As a basis for comparison I’m using the quarterly figures the Commodity Futures Trading Commission (CFTC) requires US forex brokers to report. They show the percentage of active accounts which are profitable in each period. Active here means an account which has done at least one trade over the three months in question. Forex Magnates aggregates this information each quarter. You can see the figures for Q1 of 2013 here.
The broker-reported figures started for Q4 of 2009. In order to do the comparison, I went back in the Currensee trading records to that same starting point and calculated the percentage of profitable accounts for each quarter for members of the social network using the same methodology.
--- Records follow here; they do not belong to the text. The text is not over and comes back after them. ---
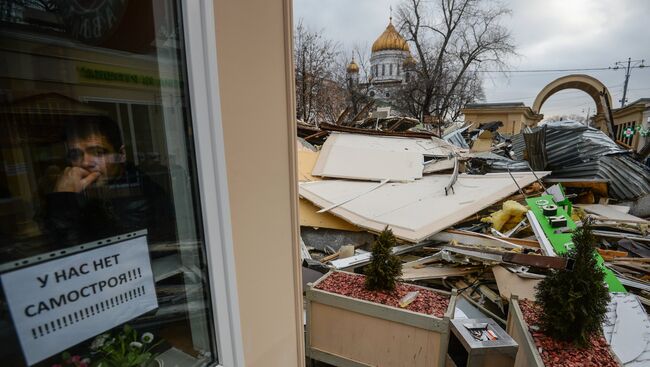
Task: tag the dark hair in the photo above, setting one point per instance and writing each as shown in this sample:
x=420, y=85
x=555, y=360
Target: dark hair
x=81, y=127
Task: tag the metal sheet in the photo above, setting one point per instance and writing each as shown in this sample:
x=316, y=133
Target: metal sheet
x=414, y=210
x=627, y=330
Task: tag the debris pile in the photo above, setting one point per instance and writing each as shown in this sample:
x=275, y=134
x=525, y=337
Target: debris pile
x=471, y=213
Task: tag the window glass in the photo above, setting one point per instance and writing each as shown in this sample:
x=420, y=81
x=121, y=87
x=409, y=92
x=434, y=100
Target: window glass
x=102, y=254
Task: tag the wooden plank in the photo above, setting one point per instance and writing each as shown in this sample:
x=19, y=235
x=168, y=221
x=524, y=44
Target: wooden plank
x=511, y=284
x=608, y=255
x=430, y=272
x=527, y=354
x=538, y=261
x=371, y=309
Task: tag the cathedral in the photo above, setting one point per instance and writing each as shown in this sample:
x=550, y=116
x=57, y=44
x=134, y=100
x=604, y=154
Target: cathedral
x=391, y=66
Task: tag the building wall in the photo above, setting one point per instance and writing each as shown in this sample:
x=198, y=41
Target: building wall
x=513, y=121
x=632, y=116
x=259, y=128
Here is the comparison of results quarter-by-quarter:
You will immediately notice that the Currensee members beat the CFTC required figures not just on average, but in each quarter as well. In fact, it’s only close on a couple of occasions. And in case there is any question as to whether these differences are meaningful, I ran a test of significance. For the statistically oriented, the T-Test of the comparison of means came through with a value of 4.94, making the difference quite significant.
One interesting thing to observe in the broker-reported figures is the increase in the percentage of profitable account in the last couple of years. They are clearly higher than the ones from the first half of the period. At least part of that can be attributed to a survivorship effect whereby profitable traders keep trading and losers drop out. The general expectation would be for an influx of new accounts to offset those where trading stops, but that seemed to stop happening in Q4 of 2011. Since then the bias in the number of active accounts has been negative (though there was a big tick up in Q1 of this year) while the number of profitable accounts has held steady. And yes, there does appear to be some impact of survivorship in the Currensee figures as well, as we’d expect.
It should be noted that in looking at the Currensee figures I only used trades which were not done as part of the Trade Leaders Investment Program – in other words, non-social/copy/auto/following trades. I wanted to do that to judge the performance of members in their own right, not performance directly driven by the trading of others. The CFTC figures have so such filter, so likely do reflect the influence of social trading. If we judge social trading as likely having a generally positive impact on performance, then the CFTC figures could be expected to overstate the performance of individual traders in the general populace, making the performance of Currensee social network members even more impressive.